Shell forced to scrap plans to drill in Arctic, due to EPA

Obama is a master of the persuasive lie. For example, he talks about how awful the high gas prices are, and how hard they are on Americans struggling to make ends meet. He talks about ways to bring down the price of oil, and that one way to do that would be to increase production.

Problem is, his munchkins in the bureaucracy--including the EPA--refuse to issue the myriad of permits the government insists they must have before drilling. Case in point:

Shell Oil Company has announced it must scrap efforts to drill for oil this summer in the Arctic Ocean off the northern coast of Alaska. The decision comes after a ruling by the EPA to withhold permits related to air quality.

Shell has spent five years and nearly $4 billion dollars studying geology in the area and developing drilling plans for exploration wells in the area. Shell has already paid the federal government $2.2 billion to lease the area for drilling purposes. Shell geologists believe the area could hold as much as 27 billion barrels of oil--an enormous find.

The EPA claims drilling would be hazardous for people who live in the area. But the closest village to where Shell wanted to drill is 70 miles away from the proposed drilling site.

The EPA also ruled that Shell hadn't considered emissions from an ice-breaking vessel when calculating overall greenhouse gas emissions from the project.

The lead attorney for an environmental group trying to block drilling said that computer models showed "in communities like" the one 70 miles from the drillsite, drilling would increase air pollution levels "close to air quality standards.”

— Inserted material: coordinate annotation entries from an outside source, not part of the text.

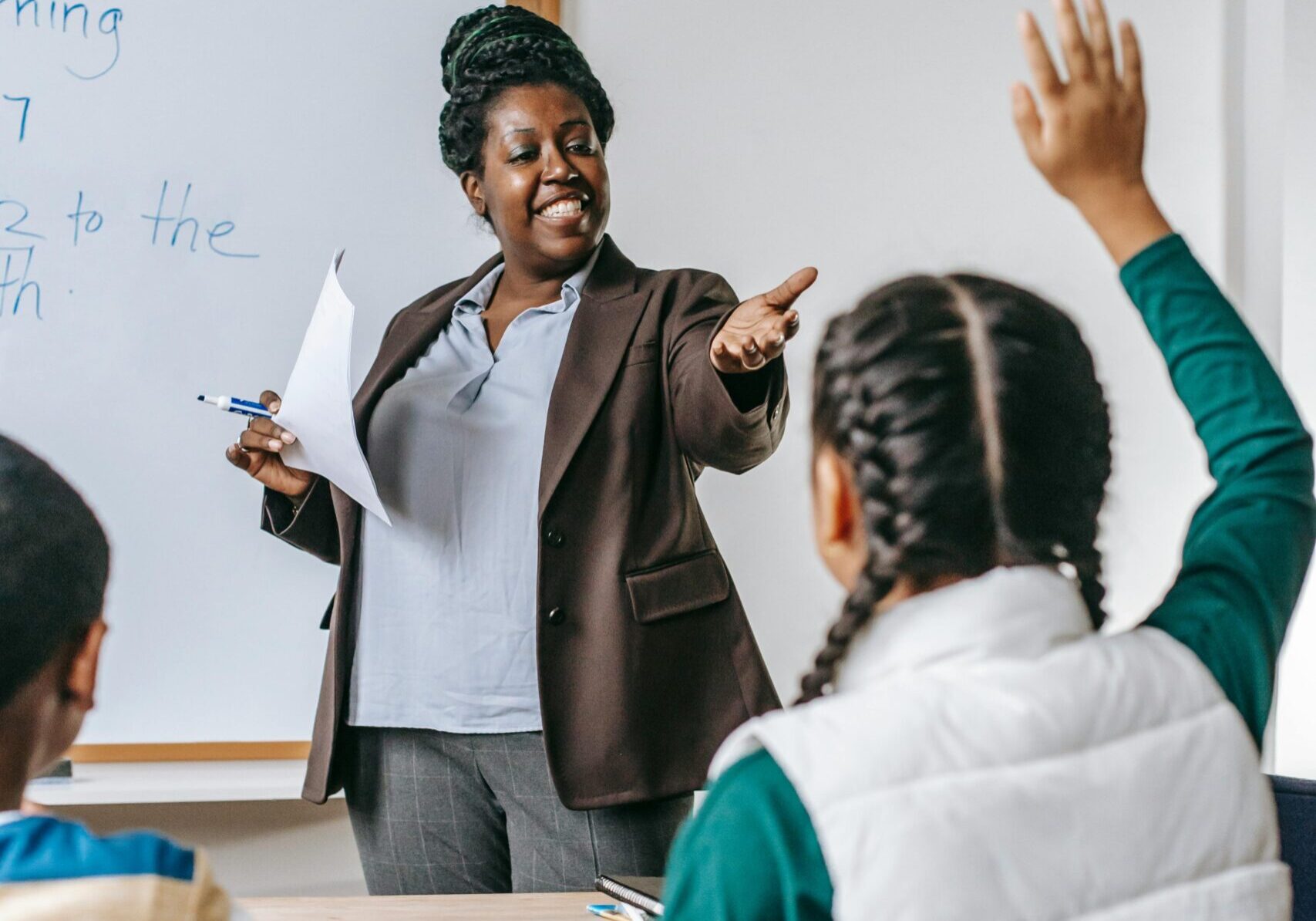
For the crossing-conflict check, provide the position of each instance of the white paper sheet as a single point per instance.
(318, 401)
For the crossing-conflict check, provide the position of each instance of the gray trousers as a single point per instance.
(454, 813)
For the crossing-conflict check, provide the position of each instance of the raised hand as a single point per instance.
(759, 329)
(257, 452)
(1086, 135)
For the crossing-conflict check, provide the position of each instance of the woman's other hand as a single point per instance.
(1086, 135)
(257, 452)
(759, 329)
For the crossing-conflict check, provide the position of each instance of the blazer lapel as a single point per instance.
(601, 332)
(407, 342)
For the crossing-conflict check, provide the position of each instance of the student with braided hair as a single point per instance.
(499, 697)
(968, 744)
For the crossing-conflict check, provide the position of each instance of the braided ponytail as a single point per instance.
(977, 434)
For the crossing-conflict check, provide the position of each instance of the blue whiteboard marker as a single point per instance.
(240, 406)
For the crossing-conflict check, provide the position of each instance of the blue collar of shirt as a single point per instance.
(478, 298)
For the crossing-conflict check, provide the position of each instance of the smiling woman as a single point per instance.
(530, 670)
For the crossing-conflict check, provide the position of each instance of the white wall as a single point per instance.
(874, 139)
(1295, 729)
(257, 848)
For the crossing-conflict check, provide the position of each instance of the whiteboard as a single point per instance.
(219, 154)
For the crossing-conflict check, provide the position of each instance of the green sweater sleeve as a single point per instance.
(1249, 543)
(749, 853)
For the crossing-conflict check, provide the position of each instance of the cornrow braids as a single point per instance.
(978, 435)
(498, 48)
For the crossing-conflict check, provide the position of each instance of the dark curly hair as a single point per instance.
(978, 433)
(496, 48)
(54, 562)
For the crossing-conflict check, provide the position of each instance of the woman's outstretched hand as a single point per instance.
(257, 452)
(757, 329)
(1086, 136)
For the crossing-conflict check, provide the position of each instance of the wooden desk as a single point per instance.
(549, 907)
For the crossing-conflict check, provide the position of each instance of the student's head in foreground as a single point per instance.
(54, 562)
(958, 426)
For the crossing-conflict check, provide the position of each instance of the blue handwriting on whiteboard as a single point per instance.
(70, 19)
(183, 227)
(86, 221)
(22, 116)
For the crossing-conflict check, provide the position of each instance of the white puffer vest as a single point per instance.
(988, 755)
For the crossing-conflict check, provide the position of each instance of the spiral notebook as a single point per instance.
(642, 892)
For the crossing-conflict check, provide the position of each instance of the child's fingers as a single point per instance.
(1078, 54)
(1132, 59)
(1038, 59)
(1103, 52)
(1027, 120)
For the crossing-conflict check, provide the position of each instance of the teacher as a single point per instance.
(530, 670)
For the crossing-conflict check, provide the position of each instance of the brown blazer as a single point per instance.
(646, 660)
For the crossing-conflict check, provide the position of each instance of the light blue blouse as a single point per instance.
(446, 638)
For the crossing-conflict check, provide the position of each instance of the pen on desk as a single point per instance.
(241, 406)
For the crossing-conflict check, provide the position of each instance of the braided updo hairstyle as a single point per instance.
(496, 48)
(978, 433)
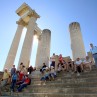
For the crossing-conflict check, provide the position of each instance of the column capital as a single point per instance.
(32, 13)
(21, 22)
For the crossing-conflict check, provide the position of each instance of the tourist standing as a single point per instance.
(93, 50)
(53, 60)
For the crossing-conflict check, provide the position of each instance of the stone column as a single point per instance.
(28, 42)
(14, 46)
(77, 44)
(43, 51)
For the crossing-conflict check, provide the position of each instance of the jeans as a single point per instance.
(13, 83)
(95, 59)
(21, 87)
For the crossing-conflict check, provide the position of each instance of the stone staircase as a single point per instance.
(65, 85)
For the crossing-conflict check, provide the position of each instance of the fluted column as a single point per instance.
(28, 42)
(14, 46)
(43, 51)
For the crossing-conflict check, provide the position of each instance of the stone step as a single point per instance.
(75, 84)
(52, 95)
(62, 90)
(70, 80)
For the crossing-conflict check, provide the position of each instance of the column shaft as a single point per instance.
(43, 51)
(13, 49)
(28, 42)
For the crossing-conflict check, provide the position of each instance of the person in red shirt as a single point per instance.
(24, 84)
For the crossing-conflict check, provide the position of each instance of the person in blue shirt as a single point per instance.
(93, 50)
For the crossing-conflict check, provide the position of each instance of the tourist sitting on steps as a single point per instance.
(24, 84)
(13, 70)
(46, 76)
(78, 66)
(43, 68)
(52, 72)
(5, 78)
(14, 79)
(70, 65)
(52, 59)
(87, 63)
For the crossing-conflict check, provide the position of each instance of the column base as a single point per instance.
(36, 74)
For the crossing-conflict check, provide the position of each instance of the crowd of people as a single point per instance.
(16, 78)
(21, 79)
(77, 66)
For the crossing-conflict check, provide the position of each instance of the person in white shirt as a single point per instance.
(93, 50)
(78, 65)
(87, 63)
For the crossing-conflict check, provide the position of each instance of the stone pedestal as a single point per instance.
(14, 46)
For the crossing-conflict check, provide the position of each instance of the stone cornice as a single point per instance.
(32, 13)
(21, 22)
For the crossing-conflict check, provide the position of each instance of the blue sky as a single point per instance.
(56, 15)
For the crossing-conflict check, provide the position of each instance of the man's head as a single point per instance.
(91, 45)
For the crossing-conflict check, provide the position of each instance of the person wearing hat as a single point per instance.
(5, 78)
(93, 51)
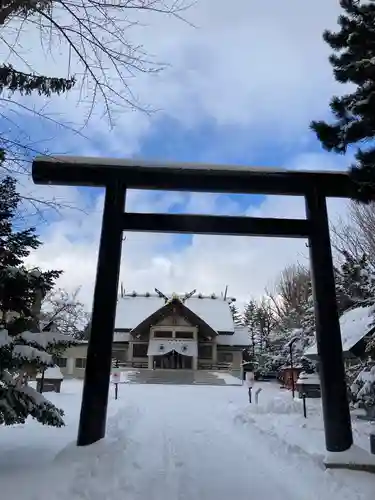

Got that? Not "would make air quality worse than permitted standards." Just "close to..."

The estimated 27 billion barrels of oil that the U. S. Geological Survey believes is in the U.S. portion of the Arctic Ocean would be more than twice as much as has been produce in Alaska's huge fields since they were discovered 30 years ago.

Production on the North Slope of Alaska is declining about 7 percent a year. The famed Trans-Alaska pipeline is carrying only one-third its capacity. If it gets much lower, pipeline officials say they'll have to shut it down.

So next time you're filling your tank and watching the total amount climb toward triple-digits, remember that you could have paid at least a buck a gallon LESS if 52% of the voters hadn't elected an anti-American, anti-capitalism, anti-free-market, anti-energy, anti-prosperity fraud from Kenya as president.

Yep, elections have consequences. If you're tickled with $4 a gallon gas, vote for him in 2012.